Lack of underage live music venues hurting young bands says Rock Scholars Osborne Park owner


Karen and Sam Simmonds from Rock Scholars.        Picture: Andrew Ritchie  d462523
Karen and Sam Simmonds from Rock Scholars.        Picture: Andrew Ritchie d462523

ROCK Scholars Osborne Park owner Sam Simmonds believes Perth lacks underage live music venues where young bands can perform.

Mr Simmonds said the ethos of Rock Scholars, an after-school music program, was to provide a safe environment where children could play rock and roll music with the support of industry mentors.

“Young kids growing up in WA have heaps of opportunities to do supervised sport, anything academic, or even music if they want to do classical or the school ensemble, but there’s no real programs that allow kids to access contemporary music and rock music, which is the kind of music they want to play,” he said.

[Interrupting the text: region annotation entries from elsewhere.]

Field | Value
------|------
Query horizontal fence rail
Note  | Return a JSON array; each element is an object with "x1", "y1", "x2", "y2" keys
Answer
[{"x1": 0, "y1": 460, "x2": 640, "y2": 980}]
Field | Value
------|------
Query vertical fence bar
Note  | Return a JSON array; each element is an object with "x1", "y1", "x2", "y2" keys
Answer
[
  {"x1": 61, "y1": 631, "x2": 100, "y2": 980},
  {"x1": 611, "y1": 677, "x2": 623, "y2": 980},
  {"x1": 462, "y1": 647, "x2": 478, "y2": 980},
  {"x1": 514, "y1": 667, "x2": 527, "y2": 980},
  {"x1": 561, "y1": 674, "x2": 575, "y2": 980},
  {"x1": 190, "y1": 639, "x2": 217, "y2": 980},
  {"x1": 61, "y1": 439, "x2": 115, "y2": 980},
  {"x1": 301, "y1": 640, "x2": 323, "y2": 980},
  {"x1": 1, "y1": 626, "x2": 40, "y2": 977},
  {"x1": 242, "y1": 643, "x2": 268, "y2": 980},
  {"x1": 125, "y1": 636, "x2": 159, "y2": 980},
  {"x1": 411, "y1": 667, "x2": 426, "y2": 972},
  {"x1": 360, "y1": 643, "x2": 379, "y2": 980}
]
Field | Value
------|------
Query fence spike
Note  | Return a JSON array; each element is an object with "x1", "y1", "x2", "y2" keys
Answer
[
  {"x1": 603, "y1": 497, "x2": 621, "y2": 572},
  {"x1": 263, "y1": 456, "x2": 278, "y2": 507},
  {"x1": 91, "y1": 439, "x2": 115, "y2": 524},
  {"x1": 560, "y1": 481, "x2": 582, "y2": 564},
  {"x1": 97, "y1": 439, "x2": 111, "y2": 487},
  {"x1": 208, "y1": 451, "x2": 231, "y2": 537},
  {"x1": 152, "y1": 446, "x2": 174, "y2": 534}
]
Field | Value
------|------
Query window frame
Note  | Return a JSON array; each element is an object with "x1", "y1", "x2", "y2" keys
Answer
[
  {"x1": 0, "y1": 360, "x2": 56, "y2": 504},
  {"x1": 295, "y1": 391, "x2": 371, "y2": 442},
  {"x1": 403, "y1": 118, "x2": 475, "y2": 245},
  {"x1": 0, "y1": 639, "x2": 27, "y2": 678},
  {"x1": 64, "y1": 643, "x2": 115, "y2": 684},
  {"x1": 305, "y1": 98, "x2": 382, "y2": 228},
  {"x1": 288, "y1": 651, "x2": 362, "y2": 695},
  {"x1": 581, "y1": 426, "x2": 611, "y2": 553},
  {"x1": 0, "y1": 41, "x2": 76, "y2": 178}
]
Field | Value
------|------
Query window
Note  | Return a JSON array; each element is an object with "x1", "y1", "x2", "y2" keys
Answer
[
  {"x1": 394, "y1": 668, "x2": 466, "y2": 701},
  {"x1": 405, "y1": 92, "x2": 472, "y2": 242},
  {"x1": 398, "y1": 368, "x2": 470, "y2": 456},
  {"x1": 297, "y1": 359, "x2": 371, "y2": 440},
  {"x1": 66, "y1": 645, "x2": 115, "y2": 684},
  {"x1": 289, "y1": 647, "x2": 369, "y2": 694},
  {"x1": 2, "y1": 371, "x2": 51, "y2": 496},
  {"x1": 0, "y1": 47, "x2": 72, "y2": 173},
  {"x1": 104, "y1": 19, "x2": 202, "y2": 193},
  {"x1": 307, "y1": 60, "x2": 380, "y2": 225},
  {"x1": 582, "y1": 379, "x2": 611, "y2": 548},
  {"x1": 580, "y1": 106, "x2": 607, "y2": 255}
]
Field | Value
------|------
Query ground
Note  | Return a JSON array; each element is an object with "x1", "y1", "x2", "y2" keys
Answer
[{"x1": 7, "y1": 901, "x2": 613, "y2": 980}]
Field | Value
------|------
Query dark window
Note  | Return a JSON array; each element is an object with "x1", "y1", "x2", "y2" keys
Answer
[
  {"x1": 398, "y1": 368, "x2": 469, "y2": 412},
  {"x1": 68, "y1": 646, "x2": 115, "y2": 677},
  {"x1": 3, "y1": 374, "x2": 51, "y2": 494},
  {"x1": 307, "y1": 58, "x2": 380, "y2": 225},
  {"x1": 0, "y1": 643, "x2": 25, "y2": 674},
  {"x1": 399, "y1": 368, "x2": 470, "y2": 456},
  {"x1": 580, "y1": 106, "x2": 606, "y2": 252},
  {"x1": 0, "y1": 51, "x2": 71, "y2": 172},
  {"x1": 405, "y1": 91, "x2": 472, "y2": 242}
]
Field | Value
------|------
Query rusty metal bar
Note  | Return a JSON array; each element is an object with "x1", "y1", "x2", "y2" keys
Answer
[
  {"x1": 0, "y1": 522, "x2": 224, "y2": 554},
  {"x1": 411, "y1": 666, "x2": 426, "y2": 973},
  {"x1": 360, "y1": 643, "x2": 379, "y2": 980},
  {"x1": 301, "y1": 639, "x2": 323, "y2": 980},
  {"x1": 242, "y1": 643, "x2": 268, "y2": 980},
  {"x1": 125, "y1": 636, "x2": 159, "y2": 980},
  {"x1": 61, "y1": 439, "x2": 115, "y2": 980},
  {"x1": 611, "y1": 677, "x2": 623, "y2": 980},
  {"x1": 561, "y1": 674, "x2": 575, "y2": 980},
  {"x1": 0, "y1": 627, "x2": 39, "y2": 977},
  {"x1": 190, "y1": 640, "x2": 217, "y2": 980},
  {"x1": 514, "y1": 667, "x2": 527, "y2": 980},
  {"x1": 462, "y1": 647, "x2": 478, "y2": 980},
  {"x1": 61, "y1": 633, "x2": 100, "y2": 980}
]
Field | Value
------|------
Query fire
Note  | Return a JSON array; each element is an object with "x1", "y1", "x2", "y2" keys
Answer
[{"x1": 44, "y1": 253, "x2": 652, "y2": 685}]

“We see kids leave the program with so much more confidence – they can connect with others who have shared interests, particularly for those who are going through that difficult adolescent stage.

“We see some of the more shy kids find a like-minded group that they can hang out with and play in a band with; it gives them a chance to play to an audience.”

Rock Scholars will hold its annual festival next month to showcase bands and will present annual awards to young musicians.

Mr Simmonds said each band at Rock Scholars was assigned a mentor from the WA music scene.

“All of the guys that work for us; the tutors and mentors all came through the band program as student and have retained their attachment with the place and have become good friends outside of Rock Scholars and are all playing in their own bands around Perth,” he said.